Titulaire d’une chaire d’excellence industrielle dans le cadre du programme HOPE*, Régis Largillier interroge pour Mobil’is les liens entre mobilité et précarité.
Comment définit-on la précarité énergétique ?
Régis Largillier. « La définition officielle est inscrite dans la loi française, mais elle se concentre sur la question des logements énergivores. Or, quand j’ai lancé cette chaire en 2018 afin de mieux connaître les ressorts de la précarité énergétique, j’insistais déjà sur le fait que l’essence est une énergie. Cette
question a encore plus d’acuité aujourd’hui, même si elle ne semble pas figurer à l’agenda des politiques publiques. »
Pourquoi parle-t-on de précarité énergétique quand on évoque les mobilités, et qui cela concerne-t-il ?
« Car pour ceux qui consomment de l’énergie, tout est lié ! Cette précarité se manifeste globalement chez les personnes vivant dans des passoires thermiques et n’ayant plus d’argent pour se mouvoir. Elle est aussi sensible dans les foyers qui enregistrent une facture énergétique trop élevée par rapport à leur budget et chez les personnes qui n’arrivent pas à boucler leurs fins de mois parce que leur poste essence a explosé. Et puis, elle concerne les malades qui vivent à la campagne et qui ont besoin de faire 80 km pour consulter un spécialiste. Et ceux aussi qui ne peuvent pas pénétrer en zone à faibles émissions mobilité (ZFE-m), dont Grenoble fait partie. »
Quelles sont les conséquences de cette précarité énergétique sur le quotidien des personnes impactées ?
« Elles sont évidemment financières. Elles impactent des personnes ayant des difficultés à payer leur essence, ce qui a une grande influence sur leurs autres budgets et les pousse à des restrictions. Les individus en situation de précarité énergétique vont se priver d’un repas avant d’aller au travail, refuser un emploi trop éloigné du domicile, s’endetter pour utiliser la voiture… Les conséquences
sont de surcroît sociales, sanitaires et psychologiques : la peur du jugement
des voisins, le repli sur soi faute de moyens pour pratiquer des loisirs, l’absentéisme scolaire… De plus, quand on est précaire, on peut être pointé du doigt parce qu’on utilise un véhicule polluant. »
Est-ce alors, et selon vous, le bon moment pour imposer une sobriété énergétique, des restrictions ?
« D’après moi, cela dépend pour qui. Ne faut-il pas commencer par imposer des restrictions à ceux qui peuvent se le permettre ? Pour les autres, il faudrait sortir du schéma selon lequel la voiture est l’objet d’un statut
social ; il s’agit d’abord d’une question de mobilité, d’un simple moyen pour se déplacer d’un point A à un point B. »
La solution serait-elle dans les exceptions à la règle ou dans l’aide financière ?

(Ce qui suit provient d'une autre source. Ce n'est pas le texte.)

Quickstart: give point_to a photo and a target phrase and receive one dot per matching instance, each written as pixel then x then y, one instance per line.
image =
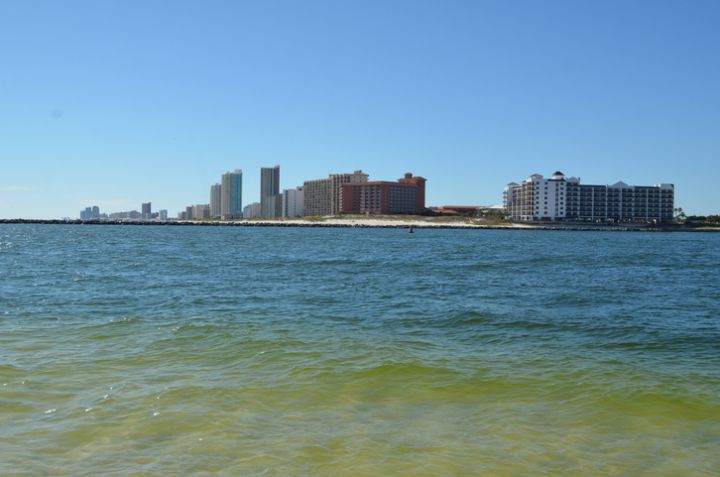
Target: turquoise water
pixel 358 352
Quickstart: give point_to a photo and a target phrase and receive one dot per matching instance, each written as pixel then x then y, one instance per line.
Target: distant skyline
pixel 117 103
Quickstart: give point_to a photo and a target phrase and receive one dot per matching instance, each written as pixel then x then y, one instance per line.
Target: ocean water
pixel 356 352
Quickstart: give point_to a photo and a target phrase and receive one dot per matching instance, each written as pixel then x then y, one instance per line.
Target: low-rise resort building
pixel 565 199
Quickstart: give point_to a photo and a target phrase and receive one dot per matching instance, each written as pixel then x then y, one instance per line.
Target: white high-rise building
pixel 293 202
pixel 252 211
pixel 231 195
pixel 215 200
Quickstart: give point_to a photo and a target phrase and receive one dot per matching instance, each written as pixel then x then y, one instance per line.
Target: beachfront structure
pixel 146 208
pixel 252 211
pixel 201 211
pixel 215 200
pixel 270 202
pixel 231 195
pixel 561 198
pixel 90 213
pixel 324 196
pixel 406 196
pixel 293 202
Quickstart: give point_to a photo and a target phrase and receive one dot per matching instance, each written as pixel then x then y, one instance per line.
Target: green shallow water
pixel 213 351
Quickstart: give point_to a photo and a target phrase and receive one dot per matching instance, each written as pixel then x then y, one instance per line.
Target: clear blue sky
pixel 118 102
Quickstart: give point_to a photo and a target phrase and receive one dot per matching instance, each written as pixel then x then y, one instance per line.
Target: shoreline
pixel 373 223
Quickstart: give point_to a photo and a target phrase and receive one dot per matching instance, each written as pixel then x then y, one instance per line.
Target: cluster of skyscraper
pixel 347 192
pixel 93 213
pixel 560 198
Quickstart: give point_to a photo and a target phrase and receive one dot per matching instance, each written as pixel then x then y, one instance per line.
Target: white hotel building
pixel 560 198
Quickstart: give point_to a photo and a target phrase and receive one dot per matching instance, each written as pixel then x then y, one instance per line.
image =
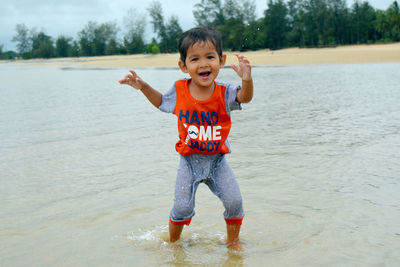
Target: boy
pixel 203 109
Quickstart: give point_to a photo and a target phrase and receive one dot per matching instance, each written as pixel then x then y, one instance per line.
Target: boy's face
pixel 203 64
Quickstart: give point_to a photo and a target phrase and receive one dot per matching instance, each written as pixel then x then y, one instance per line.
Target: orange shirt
pixel 203 126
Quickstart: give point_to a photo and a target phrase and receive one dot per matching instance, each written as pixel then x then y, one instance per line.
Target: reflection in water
pixel 88 166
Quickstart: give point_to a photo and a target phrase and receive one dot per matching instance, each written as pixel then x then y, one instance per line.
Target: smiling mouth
pixel 205 74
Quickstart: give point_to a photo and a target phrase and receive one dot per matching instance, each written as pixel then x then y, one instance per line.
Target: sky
pixel 67 18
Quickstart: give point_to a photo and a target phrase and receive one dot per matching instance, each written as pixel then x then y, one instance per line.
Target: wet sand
pixel 290 56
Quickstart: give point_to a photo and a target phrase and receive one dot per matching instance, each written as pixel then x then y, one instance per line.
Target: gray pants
pixel 214 171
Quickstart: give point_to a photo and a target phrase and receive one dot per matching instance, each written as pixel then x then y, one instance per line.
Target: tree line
pixel 292 23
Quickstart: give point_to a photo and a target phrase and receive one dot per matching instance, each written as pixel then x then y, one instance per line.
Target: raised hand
pixel 133 80
pixel 243 69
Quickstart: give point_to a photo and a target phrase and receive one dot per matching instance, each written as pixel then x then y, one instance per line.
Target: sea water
pixel 87 169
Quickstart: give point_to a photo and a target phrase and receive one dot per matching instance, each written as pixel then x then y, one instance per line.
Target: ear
pixel 222 60
pixel 182 66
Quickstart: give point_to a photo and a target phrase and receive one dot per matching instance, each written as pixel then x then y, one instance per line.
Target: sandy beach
pixel 290 56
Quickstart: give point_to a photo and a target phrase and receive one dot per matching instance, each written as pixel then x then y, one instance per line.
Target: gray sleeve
pixel 168 101
pixel 230 98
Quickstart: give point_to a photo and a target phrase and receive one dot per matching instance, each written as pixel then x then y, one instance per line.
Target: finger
pixel 133 73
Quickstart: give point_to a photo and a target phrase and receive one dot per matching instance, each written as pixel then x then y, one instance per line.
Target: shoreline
pixel 376 53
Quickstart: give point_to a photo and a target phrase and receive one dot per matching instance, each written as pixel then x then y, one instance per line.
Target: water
pixel 87 170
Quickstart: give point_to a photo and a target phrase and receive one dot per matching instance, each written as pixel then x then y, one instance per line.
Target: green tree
pixel 168 33
pixel 74 50
pixel 95 38
pixel 362 23
pixel 276 24
pixel 173 32
pixel 157 20
pixel 393 13
pixel 63 46
pixel 135 24
pixel 209 13
pixel 23 40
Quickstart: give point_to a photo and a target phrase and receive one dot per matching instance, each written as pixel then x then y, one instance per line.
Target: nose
pixel 204 62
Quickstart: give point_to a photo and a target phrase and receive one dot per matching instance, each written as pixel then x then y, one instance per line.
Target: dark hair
pixel 199 34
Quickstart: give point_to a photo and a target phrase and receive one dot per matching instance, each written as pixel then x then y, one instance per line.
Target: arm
pixel 136 82
pixel 243 69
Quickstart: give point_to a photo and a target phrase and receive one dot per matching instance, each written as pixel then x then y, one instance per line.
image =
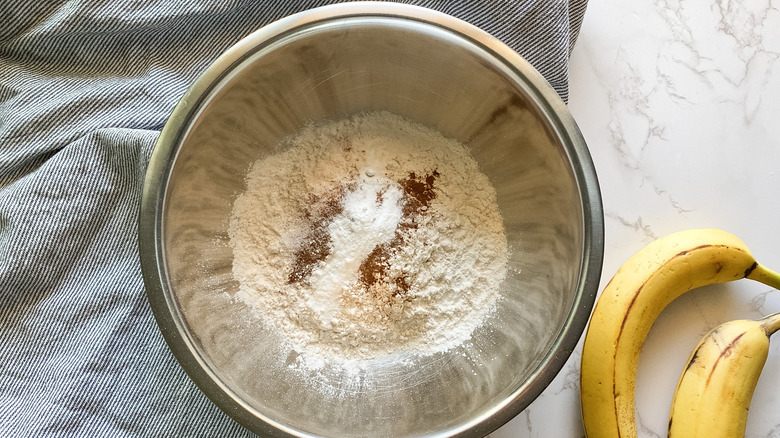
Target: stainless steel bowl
pixel 329 63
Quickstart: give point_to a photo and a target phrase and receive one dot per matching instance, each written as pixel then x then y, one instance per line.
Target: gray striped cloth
pixel 85 87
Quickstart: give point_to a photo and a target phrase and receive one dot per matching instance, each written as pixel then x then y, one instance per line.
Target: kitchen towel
pixel 85 87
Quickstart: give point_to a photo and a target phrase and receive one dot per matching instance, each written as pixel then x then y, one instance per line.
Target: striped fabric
pixel 85 87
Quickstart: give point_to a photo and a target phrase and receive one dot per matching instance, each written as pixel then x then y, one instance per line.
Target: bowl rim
pixel 150 221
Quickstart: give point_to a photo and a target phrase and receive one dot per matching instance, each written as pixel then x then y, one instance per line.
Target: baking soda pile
pixel 367 236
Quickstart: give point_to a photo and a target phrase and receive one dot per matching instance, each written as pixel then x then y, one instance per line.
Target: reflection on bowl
pixel 328 64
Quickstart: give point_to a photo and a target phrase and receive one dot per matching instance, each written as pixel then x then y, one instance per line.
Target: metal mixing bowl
pixel 326 64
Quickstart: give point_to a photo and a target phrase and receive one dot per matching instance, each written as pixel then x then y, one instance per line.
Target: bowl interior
pixel 436 77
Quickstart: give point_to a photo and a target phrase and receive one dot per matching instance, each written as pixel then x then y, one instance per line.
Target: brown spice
pixel 418 193
pixel 316 245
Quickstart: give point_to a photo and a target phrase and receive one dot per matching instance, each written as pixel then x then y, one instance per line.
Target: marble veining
pixel 679 103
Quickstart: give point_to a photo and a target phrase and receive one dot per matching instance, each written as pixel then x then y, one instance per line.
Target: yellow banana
pixel 633 299
pixel 714 391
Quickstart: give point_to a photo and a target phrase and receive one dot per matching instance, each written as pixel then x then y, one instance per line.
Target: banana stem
pixel 771 323
pixel 765 275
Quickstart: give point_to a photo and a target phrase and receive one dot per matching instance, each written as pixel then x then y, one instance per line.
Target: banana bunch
pixel 630 303
pixel 714 391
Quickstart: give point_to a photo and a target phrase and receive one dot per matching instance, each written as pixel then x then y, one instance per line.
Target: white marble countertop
pixel 680 105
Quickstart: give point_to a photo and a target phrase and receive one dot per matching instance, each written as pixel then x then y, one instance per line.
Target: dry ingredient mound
pixel 367 236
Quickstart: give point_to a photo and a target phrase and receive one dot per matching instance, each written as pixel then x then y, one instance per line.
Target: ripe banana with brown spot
pixel 630 303
pixel 715 388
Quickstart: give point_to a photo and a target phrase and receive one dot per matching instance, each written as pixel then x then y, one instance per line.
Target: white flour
pixel 368 236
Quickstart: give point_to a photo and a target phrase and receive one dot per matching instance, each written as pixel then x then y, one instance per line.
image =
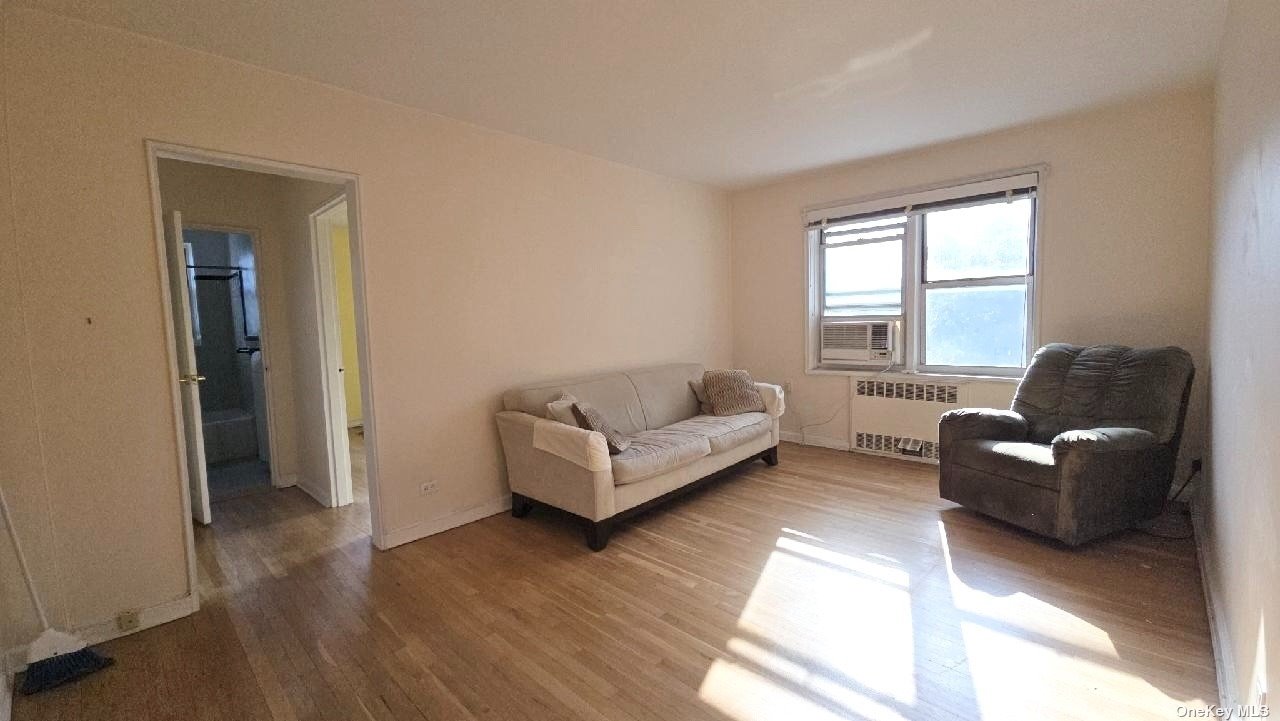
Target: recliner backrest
pixel 1077 387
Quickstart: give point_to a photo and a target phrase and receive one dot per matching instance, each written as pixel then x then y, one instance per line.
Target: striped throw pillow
pixel 731 392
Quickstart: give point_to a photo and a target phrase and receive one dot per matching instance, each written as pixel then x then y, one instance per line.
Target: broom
pixel 54 657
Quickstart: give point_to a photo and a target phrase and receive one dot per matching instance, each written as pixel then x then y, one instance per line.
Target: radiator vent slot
pixel 888 445
pixel 909 391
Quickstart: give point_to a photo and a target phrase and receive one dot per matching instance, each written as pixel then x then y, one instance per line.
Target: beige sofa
pixel 672 445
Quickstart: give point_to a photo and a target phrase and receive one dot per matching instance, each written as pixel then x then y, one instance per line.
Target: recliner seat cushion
pixel 726 432
pixel 654 452
pixel 1023 462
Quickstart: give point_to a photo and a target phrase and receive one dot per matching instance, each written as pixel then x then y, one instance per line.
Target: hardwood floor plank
pixel 832 585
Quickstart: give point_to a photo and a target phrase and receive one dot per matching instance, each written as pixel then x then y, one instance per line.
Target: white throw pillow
pixel 562 410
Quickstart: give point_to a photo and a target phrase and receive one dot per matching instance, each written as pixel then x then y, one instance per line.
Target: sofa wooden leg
pixel 771 456
pixel 521 505
pixel 598 534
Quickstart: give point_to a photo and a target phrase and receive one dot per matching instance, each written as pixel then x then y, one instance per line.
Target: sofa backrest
pixel 631 401
pixel 1078 387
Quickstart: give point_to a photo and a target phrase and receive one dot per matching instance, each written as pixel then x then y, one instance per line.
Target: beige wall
pixel 21 456
pixel 1244 469
pixel 1124 241
pixel 490 260
pixel 209 195
pixel 341 237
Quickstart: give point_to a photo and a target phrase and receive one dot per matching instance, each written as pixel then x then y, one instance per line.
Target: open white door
pixel 188 377
pixel 339 492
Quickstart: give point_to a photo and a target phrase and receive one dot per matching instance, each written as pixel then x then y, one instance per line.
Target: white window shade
pixel 952 196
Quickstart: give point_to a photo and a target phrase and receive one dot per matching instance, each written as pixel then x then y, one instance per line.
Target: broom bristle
pixel 58 670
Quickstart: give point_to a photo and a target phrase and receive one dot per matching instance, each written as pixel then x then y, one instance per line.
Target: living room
pixel 542 196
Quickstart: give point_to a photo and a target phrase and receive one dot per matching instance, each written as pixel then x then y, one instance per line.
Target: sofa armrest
pixel 982 424
pixel 775 398
pixel 1105 439
pixel 566 466
pixel 581 447
pixel 1109 479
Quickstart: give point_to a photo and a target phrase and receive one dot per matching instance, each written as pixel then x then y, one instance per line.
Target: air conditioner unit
pixel 850 342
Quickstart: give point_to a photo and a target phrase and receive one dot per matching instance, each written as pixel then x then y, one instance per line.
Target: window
pixel 938 281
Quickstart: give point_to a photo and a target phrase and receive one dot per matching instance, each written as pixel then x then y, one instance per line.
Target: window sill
pixel 913 377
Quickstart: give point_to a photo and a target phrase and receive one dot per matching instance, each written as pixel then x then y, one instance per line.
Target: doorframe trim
pixel 154 151
pixel 264 334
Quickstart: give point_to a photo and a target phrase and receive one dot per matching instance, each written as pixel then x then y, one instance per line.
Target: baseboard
pixel 94 634
pixel 433 526
pixel 1224 664
pixel 810 439
pixel 284 480
pixel 5 694
pixel 320 496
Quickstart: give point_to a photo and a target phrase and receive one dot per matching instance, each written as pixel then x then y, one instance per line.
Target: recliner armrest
pixel 1105 439
pixel 775 398
pixel 982 424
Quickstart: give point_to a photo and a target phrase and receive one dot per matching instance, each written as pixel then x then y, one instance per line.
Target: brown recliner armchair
pixel 1088 447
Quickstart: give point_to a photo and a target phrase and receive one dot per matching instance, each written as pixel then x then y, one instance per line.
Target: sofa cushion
pixel 664 393
pixel 654 452
pixel 590 419
pixel 731 392
pixel 726 432
pixel 1024 462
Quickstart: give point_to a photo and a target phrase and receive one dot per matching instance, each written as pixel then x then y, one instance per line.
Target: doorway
pixel 336 320
pixel 227 329
pixel 259 416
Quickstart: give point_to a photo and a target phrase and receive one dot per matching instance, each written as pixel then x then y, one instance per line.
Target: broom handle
pixel 22 561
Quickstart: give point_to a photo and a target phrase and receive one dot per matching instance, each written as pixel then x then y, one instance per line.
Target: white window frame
pixel 912 322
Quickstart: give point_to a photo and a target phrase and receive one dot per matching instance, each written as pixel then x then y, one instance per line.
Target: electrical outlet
pixel 127 620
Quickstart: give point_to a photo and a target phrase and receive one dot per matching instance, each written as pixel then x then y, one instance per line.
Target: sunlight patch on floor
pixel 823 634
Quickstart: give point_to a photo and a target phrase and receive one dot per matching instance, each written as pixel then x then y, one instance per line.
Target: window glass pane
pixel 978 242
pixel 864 279
pixel 983 325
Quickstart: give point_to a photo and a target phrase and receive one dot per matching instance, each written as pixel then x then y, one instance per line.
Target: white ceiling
pixel 728 92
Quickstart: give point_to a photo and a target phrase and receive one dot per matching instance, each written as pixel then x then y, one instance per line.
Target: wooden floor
pixel 833 585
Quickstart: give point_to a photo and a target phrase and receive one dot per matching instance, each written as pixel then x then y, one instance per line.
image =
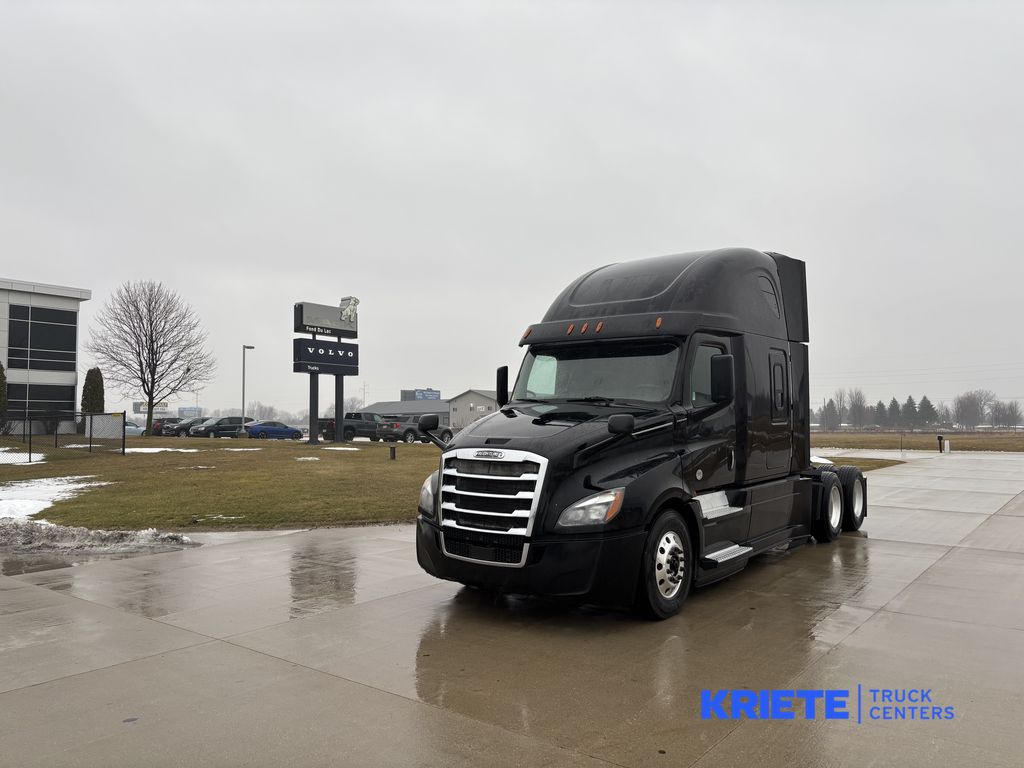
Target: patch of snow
pixel 25 498
pixel 158 451
pixel 32 536
pixel 23 458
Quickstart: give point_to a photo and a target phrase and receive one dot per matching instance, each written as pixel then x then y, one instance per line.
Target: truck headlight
pixel 593 510
pixel 427 495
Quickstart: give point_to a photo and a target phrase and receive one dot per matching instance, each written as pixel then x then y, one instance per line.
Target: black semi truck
pixel 657 437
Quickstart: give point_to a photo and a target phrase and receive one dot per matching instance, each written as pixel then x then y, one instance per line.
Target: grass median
pixel 920 440
pixel 216 486
pixel 213 485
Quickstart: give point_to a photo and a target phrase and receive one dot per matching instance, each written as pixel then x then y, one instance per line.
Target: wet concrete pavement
pixel 331 647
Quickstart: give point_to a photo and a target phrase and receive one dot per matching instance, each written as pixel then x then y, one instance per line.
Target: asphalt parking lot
pixel 331 647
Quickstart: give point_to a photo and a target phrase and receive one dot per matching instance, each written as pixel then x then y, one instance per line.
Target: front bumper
pixel 602 568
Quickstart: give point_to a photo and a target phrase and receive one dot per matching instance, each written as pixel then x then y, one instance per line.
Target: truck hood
pixel 553 432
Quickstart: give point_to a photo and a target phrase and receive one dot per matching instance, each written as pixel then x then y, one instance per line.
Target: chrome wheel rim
pixel 835 507
pixel 670 564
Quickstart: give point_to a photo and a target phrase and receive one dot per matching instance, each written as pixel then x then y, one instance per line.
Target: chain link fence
pixel 26 438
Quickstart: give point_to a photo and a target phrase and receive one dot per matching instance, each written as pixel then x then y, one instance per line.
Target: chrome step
pixel 725 554
pixel 715 505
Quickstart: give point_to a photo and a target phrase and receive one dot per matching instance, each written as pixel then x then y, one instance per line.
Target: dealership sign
pixel 318 356
pixel 323 320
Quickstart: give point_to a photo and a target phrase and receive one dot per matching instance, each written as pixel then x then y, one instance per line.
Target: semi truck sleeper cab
pixel 657 437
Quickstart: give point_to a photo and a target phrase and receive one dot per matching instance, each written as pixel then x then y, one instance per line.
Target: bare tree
pixel 148 340
pixel 841 404
pixel 1014 414
pixel 858 408
pixel 970 408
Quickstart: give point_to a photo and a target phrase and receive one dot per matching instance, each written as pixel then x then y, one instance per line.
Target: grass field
pixel 920 440
pixel 218 487
pixel 275 486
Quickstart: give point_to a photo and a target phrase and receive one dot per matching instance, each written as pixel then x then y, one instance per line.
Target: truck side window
pixel 700 375
pixel 779 388
pixel 542 376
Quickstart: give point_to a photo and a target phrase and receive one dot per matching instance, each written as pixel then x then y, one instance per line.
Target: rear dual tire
pixel 828 522
pixel 854 497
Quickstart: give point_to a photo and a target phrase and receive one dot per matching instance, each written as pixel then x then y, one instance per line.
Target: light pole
pixel 242 429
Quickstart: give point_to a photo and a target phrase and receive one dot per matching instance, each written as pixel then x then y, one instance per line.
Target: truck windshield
pixel 615 371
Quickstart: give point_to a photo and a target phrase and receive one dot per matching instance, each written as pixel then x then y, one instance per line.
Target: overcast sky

« Il faudra forcément apporter des incitations financières, ce qui est de la compétence des pouvoirs publics. Mais il s’agit aussi de trouver des solutions innovantes en matière de covoiturage, de télétravail, se poser la question des réels besoins en mobilité de chacun. Inéluctablement, la solution passe aussi par la lutte contre les déserts médicaux, la dévitalisation des coeurs de villages… Par le combat contre tout ce qui pousse à utiliser la voiture quand il pourrait en être autrement. Le cadre est large. Réfléchir à la mobilité, c’est
en fait réfléchir à la question des usages. »
*La Chaire d’Excellence HOPE, est une initiative de la
Fondation Grenoble INP et de 13 partenaires régionaux.
L’EXPERT MOBIL’IS
Régis Largillier a fait une grande partie de sa carrière professionnelle dans l’industrie de l’énergie. Il a été pendant de
nombreuses années évangéliste et ambassadeur de l’approche Smart City et Smart Energy. Son expertise reconnue était régulièrement sollicitée et l’amenait à intervenir dans diverses régions du monde. En 2016, il a débuté une collaboration avec le
pôle de compétitivité Tenerrdis dans le cadre de la Fondation Grenoble INP. Il a créé HOPE, une chaire d’excellence, pour
apporter la puissance de l’innovation au problème de la précarité énergétique.
Mobil’is est le réseau des acteurs promouvant les mobilités innovantes en Isère.